Will the changes in MR11007 address the similar issues in the test-only job? The configuration in the test-only job uses
*with-chrome
instead of*with-selenium-chrome
, so the Selenium env variable changes probably don't apply?Or should addressing the test-only job be split into another issue?
- 🇬🇧United Kingdom catch
with-chrome is the legacy non-w3c driver setup. we have an issue to switch the performance test job to that, should check if there's an existing one for tests only to switch to it too or maybe combine those into one.

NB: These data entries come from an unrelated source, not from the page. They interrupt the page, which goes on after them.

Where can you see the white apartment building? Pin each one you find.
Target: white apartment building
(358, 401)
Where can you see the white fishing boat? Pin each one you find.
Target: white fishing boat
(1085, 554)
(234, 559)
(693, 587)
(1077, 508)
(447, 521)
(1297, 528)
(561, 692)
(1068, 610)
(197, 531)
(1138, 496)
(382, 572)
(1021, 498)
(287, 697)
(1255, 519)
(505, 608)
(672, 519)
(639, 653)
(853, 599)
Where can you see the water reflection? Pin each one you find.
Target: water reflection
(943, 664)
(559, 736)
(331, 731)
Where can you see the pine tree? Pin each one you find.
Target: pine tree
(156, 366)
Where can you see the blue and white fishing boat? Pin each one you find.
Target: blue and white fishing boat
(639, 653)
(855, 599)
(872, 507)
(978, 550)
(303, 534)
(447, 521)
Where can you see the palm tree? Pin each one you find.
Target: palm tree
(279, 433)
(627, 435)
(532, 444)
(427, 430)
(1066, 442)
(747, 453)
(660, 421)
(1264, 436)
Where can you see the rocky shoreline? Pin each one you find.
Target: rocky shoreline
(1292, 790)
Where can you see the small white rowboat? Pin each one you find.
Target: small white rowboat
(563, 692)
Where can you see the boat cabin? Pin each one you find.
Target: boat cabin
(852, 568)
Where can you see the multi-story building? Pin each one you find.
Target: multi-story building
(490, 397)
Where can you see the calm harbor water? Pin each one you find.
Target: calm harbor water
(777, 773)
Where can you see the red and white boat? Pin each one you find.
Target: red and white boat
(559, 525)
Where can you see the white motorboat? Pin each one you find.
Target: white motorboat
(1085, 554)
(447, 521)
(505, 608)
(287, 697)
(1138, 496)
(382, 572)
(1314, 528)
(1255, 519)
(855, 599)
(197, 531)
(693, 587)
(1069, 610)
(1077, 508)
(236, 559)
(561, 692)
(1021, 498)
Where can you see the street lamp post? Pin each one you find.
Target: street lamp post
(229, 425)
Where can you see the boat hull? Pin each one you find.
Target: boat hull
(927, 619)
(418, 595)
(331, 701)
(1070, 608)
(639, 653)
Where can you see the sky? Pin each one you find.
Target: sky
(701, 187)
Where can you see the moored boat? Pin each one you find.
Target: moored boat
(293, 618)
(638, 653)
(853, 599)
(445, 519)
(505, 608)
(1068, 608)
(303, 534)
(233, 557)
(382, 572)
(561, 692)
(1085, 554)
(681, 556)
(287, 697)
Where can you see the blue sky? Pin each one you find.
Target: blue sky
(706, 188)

tbh I don't think those environment variables affect those jobs but am not 100% sure that they don't either.
- 🇬🇧United Kingdom catch
Added a comment to the mink reset.
Yes same problem in gitlab templates, I opened 🐛 Set SE_START_XVFB: 'true' for selenium w3c testing Active .
- 🇬🇧United Kingdom catch
Since the only eventual change here was in the YAML config and a comment, going to self-RTBC here.
-
longwave →
committed 03ef97f4 on 11.x
Issue #3494332 by catch, berdir, longwave, godotislate, oily, rkoller,...
-
longwave →
committed 03ef97f4 on 11.x
- 🇬🇧United Kingdom longwave UK
Not backported to 11.1.x because of the minor behaviour change, it should be enough to catch things in 11.x and backport any necessary bug fixes. Also not backported to 10.5.x because we are using the non-W3C container there which doesn't appear to exhibit this problem.
Committed and pushed to 11.x, thanks!
Automatically closed - issue fixed for 2 weeks with no activity.